We talked about Musharraf in Pakistan. About the military-backed caretaker government in Bangladesh. She repeatedly spoke of the institutionalisation of the military. It was this that had warped all possible democratic hope for Pakistan. For the majority peoples of Pakistan. For a long time to come. Being a client state of the US never helped democratic longings, she said.
I spoke of Bangladesh, of the changes that had taken place, pre- and post- January 11 last year. She replied with foreboding. She could see similarities, she said.
I found it disconcerting. We had left Pakistan. I did not want to turn back.

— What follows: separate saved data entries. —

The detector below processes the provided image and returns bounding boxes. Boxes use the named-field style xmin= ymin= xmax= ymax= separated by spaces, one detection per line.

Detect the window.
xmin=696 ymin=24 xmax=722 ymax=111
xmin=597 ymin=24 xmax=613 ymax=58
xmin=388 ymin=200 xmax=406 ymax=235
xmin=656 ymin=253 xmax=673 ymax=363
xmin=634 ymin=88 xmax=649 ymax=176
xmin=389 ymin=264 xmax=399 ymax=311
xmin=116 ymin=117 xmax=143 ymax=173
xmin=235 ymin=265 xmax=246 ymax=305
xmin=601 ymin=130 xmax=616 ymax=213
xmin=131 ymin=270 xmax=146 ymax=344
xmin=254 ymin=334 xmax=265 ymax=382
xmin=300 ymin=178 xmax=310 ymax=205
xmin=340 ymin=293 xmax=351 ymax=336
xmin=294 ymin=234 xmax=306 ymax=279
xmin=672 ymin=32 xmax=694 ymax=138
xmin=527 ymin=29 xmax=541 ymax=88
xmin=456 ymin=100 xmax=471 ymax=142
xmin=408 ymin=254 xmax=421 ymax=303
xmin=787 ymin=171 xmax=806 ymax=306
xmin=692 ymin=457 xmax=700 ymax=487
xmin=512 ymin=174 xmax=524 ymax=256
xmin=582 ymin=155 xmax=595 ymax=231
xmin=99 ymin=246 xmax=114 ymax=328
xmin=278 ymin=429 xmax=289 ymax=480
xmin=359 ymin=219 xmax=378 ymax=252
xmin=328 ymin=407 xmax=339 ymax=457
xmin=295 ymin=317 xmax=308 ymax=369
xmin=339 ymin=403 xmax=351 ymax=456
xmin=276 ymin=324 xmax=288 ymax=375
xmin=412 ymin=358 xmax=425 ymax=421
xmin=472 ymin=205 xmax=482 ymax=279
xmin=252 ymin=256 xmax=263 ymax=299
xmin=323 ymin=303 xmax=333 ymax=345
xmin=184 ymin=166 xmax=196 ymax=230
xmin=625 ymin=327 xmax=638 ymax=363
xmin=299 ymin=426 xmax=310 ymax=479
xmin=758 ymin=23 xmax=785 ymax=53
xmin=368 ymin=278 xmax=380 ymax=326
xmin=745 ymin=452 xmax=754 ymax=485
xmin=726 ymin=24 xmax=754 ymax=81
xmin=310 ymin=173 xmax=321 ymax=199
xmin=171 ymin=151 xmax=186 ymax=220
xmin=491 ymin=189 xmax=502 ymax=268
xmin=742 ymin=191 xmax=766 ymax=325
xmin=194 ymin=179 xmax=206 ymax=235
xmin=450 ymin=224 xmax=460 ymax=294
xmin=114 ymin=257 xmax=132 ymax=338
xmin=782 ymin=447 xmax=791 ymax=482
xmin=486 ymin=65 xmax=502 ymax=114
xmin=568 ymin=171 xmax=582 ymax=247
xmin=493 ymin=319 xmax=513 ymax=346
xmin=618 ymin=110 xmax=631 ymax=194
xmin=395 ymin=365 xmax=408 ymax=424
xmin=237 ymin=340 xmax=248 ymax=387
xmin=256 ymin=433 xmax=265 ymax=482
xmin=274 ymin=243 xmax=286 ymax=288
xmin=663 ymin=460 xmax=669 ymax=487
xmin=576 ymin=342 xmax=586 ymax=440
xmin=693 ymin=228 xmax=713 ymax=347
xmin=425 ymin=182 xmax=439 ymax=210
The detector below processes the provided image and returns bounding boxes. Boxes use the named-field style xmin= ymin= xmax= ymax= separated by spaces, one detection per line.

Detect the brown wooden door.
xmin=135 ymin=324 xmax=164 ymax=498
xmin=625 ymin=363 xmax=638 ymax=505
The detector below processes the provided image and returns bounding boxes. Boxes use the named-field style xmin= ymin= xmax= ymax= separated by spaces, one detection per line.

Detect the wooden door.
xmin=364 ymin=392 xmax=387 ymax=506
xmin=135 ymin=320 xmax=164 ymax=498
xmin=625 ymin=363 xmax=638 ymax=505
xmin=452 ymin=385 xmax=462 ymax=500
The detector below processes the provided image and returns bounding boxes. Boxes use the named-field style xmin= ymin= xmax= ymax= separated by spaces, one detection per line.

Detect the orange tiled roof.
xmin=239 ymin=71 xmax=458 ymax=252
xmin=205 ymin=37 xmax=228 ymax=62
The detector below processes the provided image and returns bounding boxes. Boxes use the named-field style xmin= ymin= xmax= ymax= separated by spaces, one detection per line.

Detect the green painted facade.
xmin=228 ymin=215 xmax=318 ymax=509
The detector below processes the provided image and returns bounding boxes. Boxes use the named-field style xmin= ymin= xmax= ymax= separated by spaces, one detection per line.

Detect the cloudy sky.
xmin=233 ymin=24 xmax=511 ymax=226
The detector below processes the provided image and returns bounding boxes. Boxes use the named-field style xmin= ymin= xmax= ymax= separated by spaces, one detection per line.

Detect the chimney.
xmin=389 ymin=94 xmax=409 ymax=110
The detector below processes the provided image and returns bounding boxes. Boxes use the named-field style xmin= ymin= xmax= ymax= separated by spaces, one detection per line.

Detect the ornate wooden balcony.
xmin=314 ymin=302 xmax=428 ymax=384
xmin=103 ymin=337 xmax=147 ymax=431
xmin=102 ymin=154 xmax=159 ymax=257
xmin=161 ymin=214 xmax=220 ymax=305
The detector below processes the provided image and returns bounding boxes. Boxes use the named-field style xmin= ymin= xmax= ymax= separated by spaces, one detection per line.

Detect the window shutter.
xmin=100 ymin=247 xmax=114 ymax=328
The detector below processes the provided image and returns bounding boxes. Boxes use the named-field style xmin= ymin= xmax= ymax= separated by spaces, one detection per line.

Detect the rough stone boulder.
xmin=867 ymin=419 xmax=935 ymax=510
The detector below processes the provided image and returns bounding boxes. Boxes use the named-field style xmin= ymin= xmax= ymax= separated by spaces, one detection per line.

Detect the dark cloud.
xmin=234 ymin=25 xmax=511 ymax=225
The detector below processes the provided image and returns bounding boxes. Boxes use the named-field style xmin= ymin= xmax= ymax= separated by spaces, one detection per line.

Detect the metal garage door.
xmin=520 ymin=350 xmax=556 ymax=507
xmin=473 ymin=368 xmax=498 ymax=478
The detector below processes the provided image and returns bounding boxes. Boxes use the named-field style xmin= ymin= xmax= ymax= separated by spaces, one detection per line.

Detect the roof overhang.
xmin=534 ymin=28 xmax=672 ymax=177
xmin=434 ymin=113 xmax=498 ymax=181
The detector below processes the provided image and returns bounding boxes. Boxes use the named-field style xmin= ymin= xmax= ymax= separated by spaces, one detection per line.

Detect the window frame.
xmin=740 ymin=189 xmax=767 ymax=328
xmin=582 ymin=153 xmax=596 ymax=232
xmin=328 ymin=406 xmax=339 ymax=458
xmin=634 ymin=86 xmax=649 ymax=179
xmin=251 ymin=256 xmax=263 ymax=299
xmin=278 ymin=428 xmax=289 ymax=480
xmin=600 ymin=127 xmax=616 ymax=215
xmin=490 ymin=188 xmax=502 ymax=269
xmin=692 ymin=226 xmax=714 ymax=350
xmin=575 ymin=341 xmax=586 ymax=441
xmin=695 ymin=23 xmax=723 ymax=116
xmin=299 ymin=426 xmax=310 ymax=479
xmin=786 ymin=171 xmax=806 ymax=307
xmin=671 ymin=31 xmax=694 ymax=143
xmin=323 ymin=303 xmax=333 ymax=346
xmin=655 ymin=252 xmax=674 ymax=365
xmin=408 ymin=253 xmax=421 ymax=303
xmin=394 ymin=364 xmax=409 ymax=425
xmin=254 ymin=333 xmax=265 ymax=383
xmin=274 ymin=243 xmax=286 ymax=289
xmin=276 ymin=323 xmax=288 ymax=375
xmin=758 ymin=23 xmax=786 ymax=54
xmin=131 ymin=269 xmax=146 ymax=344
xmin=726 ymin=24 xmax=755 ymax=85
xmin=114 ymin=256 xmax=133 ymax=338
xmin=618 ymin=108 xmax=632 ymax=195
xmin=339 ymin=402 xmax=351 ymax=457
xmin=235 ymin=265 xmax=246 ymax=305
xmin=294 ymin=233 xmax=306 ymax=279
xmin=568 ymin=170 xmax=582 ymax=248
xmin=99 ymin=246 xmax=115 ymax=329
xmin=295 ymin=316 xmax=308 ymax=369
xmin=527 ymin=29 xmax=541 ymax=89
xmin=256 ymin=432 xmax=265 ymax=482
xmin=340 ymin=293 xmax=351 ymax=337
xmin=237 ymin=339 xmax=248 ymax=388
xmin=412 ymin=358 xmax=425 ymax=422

And then, a few weeks ago, Ikram Sehgal, defence editor of Pakistan, said the same thing while speaking to journalists at Dhaka Reporters’ Unity. He could see “commonalities” between Bangladesh now, and pre-election Pakistan. He termed these “disturbing.” Running the country was not a Captain, a Major, or a Brigadier, or a General’s business. It is not part of their training, he said. Their duty was to protect the sovereignty of a state. To help during times of national crisis. This, he added, could only be for “a short period.” (The New Nation, March 17, 2008).
I become curious. I want to explore “commonalities.” I turn to Ayesha Siddiqa’s Military Inc. Inside Pakistan’s Military Economy (2007). I come across a discussion of Bangladesh. “The military’s role can only be limited to arbitration in cases such as Bangladesh, where the government has systematically encouraged the armed forces to look at other options for their financial survival. One of the reasons for the Bangladeshi military’s abstinence from taking over direct control lies in the source of the armed forces’ financial autonomy. Dhaka’s military depends on UN peacekeeping missions to earn financial benefits, and as a result it has remained out of power since 1990-1.” (p. 50).
I read on. “Over the years, Dhaka’s armed forces have built stakes in the hotel industry, in textile and jute manufacturing, and in education. Bangladeshi civil society is, perhaps naively, not alarmed by such developments.”
Bangladeshi armed forces investing in the hotel industry? How little one knows. I delve and come up with some bits of information. The Radisson Water Garden Hotel is jointly owned by Sena Kalyan Sangstha and Army Welfare Trust. It earned 9.52 million US dollars in the first year of its operation (2006-2007). In the second year, it generated a revenue of 13,377,424 US dollars, earning a gross operating profit of 6,721,356 US dollars. I come across other information. The 2007-2008 earnings were “the highest recorded hotel revenue in the history of Bangladesh.” Ian R Barrow, the General Manager of the hotel, thought it was Radisson’s “location” that was crucial. Being close to Zia International Airport, it had not been much affected by the political turmoil that had swept the nation, that had affected other businesses last year. But then, I thought, businesses close to the seat of power have thrived under any regime.
I return to Ayesha Siddiqa. She thinks if the military’s role in the economy expands, its influence in politics deepens. She thinks we should be alarmed.
I remember 1972. I remember being excited. We were going to be free of Pakistan.